Quase ao mesmo tempo, a Globo anunciava seus resultados financeiros do ano passado. A rede ficou com 78% de todo o bolo publicitário para a TV. Isso está muito acima do seu share de audiência. Uma primeira leitura poderia sugerir que o departamento comercial da Globo é melhor que os demais. A verdade, porém, é mais complexa. A hegemonia da sua participação no mercado publicitário sobre a participação na audiência indica apenas que o anunciante está colocando em perspectiva seu investimento na quantidade.

As duas revelações estão dizendo a mesma coisa. Que a popularidade de uma programação não é diretamente proporcional à sua capacidade de nivelar por baixo. No mercado, todo mundo sabe disso. Atrações como Boris Casoy ou Jô Soares não dão audiência mas faturam. Já alguns dos programas que apelam para o primata que há em cada ser humano podem ganhar espasmos de popularidade, mas tendem a não faturar – e ainda causar ‘desfaturamento’ em outros horários.

Em 1991, o SBT teve que pedir desculpas por escrito aos seus anunciantes pelo nível de O Povo na TV, que chegou a ser a maior audiência da emissora mas provocou um notável ‘desfaturamento’ em toda a rede. Passados mais de dez anos, programas popularescos continuam tendendo a não faturar – e já não são competitivos no que diz respeito à audiência. Isso parece muito claro, exceto dentro das emissoras. É um dos mitos que amparam o ideário do quanto pior, melhor.

Posturas sectárias

O que os números do faturamento da Globo estão gritando é que cinco redes comerciais de televisão, além das televisões públicas, disputam 22% de todo o mercado publicitário – e que uma sozinha detém os outros 78%. A grande ironia é que os maiores responsáveis pelo desequilíbrio da qualidade na TV não são os que tiram proveito dele, mas quem está perdendo com isso.

Nenhuma estratégia poderia ser melhor para consolidar a liderança tão ampla de uma rede do que impingir conteúdo tão imitativo e banal às suas concorrentes. O denominador comum da programação televisiva está bem menos para a banalização, como se supunha, do que para a capacidade de fazer diferente. A fraca resposta das redes que mais apelam para a vulgaridade indica que a baixaria nem sempre é competitiva.

A produção de conteúdo para televisão – no Brasil e em qualquer parte do mundo – é uma atividade com forte impacto sobre a construção da imagem do país e a sedimentação da sua cultura. É também uma atividade econômica de peso, parte de um elo que começa nos modelos de financiamento à produção e vai terminar justamente nas emissoras de televisão, que são quem exibem e comercializam o produto.

Desde os anos 1970, no entanto, com a verticalização do modelo de negócios na televisão brasileira as redes abertas tornaram-se monolíticas, auto-suficientes e dispuseram-se a produzir praticamente tudo que exibem.

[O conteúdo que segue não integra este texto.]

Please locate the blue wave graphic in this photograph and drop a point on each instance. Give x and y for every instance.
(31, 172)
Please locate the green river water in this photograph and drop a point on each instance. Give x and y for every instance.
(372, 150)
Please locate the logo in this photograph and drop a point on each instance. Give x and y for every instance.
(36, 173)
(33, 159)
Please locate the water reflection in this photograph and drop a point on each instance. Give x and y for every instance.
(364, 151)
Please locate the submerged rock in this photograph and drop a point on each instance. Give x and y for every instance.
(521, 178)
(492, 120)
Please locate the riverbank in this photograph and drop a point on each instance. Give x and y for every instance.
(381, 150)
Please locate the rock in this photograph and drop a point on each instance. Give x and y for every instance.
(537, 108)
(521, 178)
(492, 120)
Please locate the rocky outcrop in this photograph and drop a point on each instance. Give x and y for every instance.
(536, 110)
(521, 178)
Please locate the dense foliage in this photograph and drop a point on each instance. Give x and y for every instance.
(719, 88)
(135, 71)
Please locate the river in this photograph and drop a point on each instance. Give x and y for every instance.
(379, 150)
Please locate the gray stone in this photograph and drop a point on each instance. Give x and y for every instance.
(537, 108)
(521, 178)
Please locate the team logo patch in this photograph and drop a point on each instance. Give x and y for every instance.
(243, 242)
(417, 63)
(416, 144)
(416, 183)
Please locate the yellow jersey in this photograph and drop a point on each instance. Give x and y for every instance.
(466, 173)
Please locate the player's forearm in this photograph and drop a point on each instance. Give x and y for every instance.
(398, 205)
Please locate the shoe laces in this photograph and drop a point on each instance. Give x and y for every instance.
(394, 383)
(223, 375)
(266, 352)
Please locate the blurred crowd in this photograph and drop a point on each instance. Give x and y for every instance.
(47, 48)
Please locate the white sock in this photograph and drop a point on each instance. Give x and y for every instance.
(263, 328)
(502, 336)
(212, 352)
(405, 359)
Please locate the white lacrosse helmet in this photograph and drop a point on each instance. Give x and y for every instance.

Não apenas esse modelo não encontrava respaldo em qualquer outros existente no mundo, como acabou por gerar uma atrofia na produção de televisão e na qualidade do produto exibido, com um impacto altamente negativo sobre o compromisso constitucional das emissoras de televisão com a sociedade.

A boa notícia é que essa distorção passou a ser discutida, depois de anos em que pareceu relegada à condição de uma situação de fato ruim, mas que a sociedade tem que engolir para o resto da vida. O problema é que depois de tanto tempo e de tantas distorções sedimentadas, depois que a existência potencial de centros produtores pluralizados e regionais foi congelada, o debate sobre a questão tem que se dar tanto ao nível político quanto técnico.

A pluralização da produção televisiva no Brasil é, a esta altura, inestancável. O desafio mais importante é fazê-la eficiente para os produtores, as emissoras e a sociedade brasileira – e não transformá-la em objeto de manipulações e posturas sectárias que só vão contribuir para o atraso do processo, assim como da televisão e do povo brasileiros.